Discours à l’occasion du 250e anniversaire : Trump parle des États-Unis comme d’une nation victorieuse et attaque les « communistes »

Discours à l’occasion du 250e anniversaireTrump parle des États-Unis comme d’une nation victorieuse et critique les « communistes »

Dans un contexte grandiose, le président américain Trump évoque dans son discours à l’occasion du 250e anniversaire la position de premier plan des États-Unis dans le monde. Dans le même temps, il compare les opposants politiques qu’il qualifie de « communistes » à une tumeur cancéreuse.

Des avions de chasse rugissants, des tempêtes menaçantes et ce qui est considéré comme le plus grand feu d’artifice de tous les temps : le président américain Donald Trump a clôturé les célébrations du 250e anniversaire des États-Unis par un discours à Washington. Le jour de l’Indépendance, Trump a évoqué l’image d’une nation victorieuse choisie par Dieu, destinée à diriger le monde. Dans le même temps, il a de nouveau mis en garde contre une montée du communisme aux États-Unis.

Il s’est abstenu de son hostilité habituelle à l’égard des médias critiques ou des États tombés en disgrâce. En retour, Trump, comme la veille, s’en est pris aux « communistes », qu’il a comparés à une tumeur cancéreuse. « L’Amérique ne sera jamais un pays communiste. Cela n’arrivera pas. » Trump place à plusieurs reprises les démocrates américains, qui pourraient prendre la majorité dans les deux chambres du Parlement lors des élections de mi-mandat en novembre, dans le contexte du communisme.

Entre toutes sortes d’honneurs pour les anciens combattants, Trump est passé à plusieurs reprises en mode campagne et a promu son « Save America Act ». La loi prévoit de nouvelles règles pour les élections et n’a pas trouvé de majorité au Congrès depuis des mois. Il s’est également vanté de ses prétendues réalisations politiques au cours de son deuxième mandat.

850 000 pièces pyrotechniques en 35 minutes

Immédiatement après le discours, des centaines de roquettes ont illuminé le ciel de la capitale américaine. Selon les organisateurs, il s’agissait du plus grand feu d’artifice de l’histoire : on parlait de 850 000 pièces pyrotechniques en 35 minutes.

Le spectacle a été le point culminant d’une célébration de plusieurs jours qui aurait dû être complètement différente. Un certain nombre d’artistes ont annulé des concerts au motif que la série d’événements était trop politiquement chargée pour eux. Trump a ensuite annoncé qu’il ferait plutôt monter sur scène « l’attraction numéro un au monde » : lui-même.
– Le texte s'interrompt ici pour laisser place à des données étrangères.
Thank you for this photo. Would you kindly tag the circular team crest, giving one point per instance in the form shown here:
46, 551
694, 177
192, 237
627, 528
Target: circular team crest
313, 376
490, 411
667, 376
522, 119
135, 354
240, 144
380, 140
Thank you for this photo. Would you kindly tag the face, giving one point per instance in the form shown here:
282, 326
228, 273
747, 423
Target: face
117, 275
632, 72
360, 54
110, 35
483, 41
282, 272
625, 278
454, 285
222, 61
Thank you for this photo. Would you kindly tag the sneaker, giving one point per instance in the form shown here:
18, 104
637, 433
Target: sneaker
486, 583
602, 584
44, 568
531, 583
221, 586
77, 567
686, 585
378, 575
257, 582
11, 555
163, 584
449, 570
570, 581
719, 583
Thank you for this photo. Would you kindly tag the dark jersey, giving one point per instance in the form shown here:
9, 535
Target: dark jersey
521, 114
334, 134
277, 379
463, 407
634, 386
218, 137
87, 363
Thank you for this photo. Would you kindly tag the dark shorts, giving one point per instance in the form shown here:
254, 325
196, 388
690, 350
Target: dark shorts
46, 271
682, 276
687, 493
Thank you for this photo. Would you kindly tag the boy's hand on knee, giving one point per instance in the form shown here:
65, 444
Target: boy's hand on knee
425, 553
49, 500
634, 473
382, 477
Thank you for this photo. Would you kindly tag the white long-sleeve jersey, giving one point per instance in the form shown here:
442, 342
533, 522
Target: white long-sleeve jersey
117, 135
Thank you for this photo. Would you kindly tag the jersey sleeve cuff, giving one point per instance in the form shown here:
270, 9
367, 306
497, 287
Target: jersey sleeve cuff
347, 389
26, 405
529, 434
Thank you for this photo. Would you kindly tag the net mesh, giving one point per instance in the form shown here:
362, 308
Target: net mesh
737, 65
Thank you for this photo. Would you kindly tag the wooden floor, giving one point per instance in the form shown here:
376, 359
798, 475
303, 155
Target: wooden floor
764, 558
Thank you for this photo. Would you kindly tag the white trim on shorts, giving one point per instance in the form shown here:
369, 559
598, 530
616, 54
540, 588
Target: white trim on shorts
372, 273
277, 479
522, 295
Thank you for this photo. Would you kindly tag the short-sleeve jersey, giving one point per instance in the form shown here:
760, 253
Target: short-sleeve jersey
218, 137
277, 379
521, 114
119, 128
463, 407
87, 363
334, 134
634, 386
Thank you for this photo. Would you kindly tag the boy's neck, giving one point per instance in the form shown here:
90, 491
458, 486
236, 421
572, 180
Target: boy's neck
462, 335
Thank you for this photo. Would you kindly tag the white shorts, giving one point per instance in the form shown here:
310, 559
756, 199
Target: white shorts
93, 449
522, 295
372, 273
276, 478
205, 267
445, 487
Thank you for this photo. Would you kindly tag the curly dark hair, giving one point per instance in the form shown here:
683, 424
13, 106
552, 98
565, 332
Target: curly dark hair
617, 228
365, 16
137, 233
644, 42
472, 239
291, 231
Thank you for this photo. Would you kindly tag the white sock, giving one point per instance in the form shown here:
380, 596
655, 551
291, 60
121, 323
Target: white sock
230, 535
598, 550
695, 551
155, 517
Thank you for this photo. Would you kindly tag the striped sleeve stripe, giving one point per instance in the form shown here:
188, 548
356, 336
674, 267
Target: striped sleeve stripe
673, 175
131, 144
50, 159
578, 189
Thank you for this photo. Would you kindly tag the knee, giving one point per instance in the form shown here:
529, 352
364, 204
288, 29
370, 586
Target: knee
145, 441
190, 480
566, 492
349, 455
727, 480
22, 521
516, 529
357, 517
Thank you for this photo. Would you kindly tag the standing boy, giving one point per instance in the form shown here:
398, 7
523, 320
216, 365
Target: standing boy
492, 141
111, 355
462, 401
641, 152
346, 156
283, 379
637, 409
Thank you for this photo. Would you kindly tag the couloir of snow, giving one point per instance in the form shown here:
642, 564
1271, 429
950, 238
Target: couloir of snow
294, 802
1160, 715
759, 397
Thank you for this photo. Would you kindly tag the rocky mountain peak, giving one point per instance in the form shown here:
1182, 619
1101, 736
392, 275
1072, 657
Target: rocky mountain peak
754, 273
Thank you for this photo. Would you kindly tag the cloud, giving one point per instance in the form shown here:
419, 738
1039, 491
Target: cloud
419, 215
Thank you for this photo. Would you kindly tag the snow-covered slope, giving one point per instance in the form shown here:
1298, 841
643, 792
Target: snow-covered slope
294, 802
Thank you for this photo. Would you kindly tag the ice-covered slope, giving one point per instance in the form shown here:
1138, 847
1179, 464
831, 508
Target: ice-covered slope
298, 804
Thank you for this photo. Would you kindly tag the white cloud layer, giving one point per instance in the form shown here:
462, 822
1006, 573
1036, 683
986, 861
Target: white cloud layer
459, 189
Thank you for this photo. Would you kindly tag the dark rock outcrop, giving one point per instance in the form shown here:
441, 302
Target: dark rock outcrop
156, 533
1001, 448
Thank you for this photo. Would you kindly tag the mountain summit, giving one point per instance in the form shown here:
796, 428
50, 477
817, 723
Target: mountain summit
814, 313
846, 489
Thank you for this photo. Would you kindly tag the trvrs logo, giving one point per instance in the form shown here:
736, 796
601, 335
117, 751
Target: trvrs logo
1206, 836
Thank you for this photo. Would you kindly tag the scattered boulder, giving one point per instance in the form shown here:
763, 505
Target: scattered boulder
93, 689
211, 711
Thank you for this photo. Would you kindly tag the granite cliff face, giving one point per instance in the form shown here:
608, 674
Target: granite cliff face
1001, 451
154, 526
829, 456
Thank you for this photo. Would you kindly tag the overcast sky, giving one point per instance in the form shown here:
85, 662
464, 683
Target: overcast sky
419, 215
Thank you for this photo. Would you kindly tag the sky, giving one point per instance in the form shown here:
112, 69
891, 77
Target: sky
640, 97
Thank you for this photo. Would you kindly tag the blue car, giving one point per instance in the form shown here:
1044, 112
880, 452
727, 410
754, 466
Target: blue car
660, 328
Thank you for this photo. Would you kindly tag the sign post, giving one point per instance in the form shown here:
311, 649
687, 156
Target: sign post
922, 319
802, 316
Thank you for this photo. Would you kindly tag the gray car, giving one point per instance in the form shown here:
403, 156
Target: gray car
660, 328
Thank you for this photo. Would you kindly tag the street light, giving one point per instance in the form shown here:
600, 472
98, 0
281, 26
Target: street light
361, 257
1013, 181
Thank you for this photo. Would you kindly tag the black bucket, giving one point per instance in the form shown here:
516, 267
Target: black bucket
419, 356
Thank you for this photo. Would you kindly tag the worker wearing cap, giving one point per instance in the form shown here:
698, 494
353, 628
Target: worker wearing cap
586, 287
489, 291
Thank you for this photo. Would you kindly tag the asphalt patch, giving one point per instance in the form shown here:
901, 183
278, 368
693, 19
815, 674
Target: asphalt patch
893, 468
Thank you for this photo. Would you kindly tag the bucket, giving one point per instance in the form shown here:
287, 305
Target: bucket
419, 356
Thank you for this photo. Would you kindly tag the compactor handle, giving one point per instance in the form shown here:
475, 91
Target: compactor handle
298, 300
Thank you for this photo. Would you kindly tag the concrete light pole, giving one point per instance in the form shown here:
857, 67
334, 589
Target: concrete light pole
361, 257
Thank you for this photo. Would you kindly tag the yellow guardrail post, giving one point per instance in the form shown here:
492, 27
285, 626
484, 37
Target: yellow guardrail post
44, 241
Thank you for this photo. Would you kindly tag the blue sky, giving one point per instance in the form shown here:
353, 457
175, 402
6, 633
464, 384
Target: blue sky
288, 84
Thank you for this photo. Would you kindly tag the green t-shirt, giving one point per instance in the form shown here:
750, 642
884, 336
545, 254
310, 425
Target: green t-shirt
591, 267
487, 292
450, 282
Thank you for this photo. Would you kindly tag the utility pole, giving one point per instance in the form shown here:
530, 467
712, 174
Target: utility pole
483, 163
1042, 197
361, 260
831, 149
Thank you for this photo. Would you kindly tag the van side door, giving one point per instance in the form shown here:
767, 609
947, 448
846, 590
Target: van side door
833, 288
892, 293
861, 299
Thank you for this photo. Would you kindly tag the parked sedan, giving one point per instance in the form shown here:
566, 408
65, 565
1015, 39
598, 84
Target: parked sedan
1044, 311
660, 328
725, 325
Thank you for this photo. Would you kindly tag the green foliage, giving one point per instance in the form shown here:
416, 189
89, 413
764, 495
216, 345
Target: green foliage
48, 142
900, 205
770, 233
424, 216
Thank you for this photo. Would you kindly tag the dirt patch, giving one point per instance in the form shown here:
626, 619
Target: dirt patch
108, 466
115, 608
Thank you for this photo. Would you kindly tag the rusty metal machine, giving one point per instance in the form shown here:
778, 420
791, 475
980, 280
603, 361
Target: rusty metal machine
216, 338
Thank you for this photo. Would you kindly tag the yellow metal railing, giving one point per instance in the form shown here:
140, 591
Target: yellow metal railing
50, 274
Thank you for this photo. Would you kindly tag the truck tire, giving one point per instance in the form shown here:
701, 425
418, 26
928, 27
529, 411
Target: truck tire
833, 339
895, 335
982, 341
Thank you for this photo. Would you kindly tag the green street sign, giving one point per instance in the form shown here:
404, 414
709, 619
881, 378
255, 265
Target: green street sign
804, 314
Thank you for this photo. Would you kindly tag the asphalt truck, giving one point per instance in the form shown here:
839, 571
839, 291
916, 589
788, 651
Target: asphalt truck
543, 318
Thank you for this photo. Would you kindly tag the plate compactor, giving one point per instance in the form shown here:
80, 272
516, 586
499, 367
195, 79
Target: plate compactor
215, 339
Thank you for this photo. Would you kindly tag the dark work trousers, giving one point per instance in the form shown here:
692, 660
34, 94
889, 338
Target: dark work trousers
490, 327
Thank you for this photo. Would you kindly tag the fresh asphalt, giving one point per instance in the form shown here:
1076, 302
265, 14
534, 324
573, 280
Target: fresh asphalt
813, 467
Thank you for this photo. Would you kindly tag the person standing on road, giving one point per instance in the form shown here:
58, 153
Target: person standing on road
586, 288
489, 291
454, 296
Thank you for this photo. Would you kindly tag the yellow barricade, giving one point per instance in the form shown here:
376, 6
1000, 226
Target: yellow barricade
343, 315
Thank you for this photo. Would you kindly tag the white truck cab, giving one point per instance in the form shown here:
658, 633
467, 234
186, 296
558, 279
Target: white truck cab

La météo a également affecté l’ambiance de fête – et pas seulement à Washington. La capitale américaine gémit depuis des jours sous des températures avoisinant les 40 degrés. La chaleur a été suivie d’orages dans la soirée : en raison d’un avertissement de temps violent, la salle a même été évacuée et des milliers de visiteurs ont dû quitter le terrain du festival. Bien qu’il ait annoncé à l’avance un discours particulièrement long, Trump a finalement parlé pendant moins de 40 minutes, soit nettement plus court qu’à d’autres occasions.

La cote de popularité de Trump a chuté

Depuis des semaines, Trump profite du 250e anniversaire de sa fondation et des événements qui y sont liés pour se vanter de lui-même et de ses succès. Il est sous pression au niveau national et sa cote de popularité a considérablement chuté à cause de la guerre en Iran.

Le 4 juillet est traditionnellement célébré comme le jour de l’indépendance aux États-Unis. Le 4 juillet 1776, les envoyés des 13 colonies américaines adoptèrent officiellement une déclaration de sécession de la Grande-Bretagne sous le nom de États-Unis d’Amérique. Ce fut la naissance des États-Unis.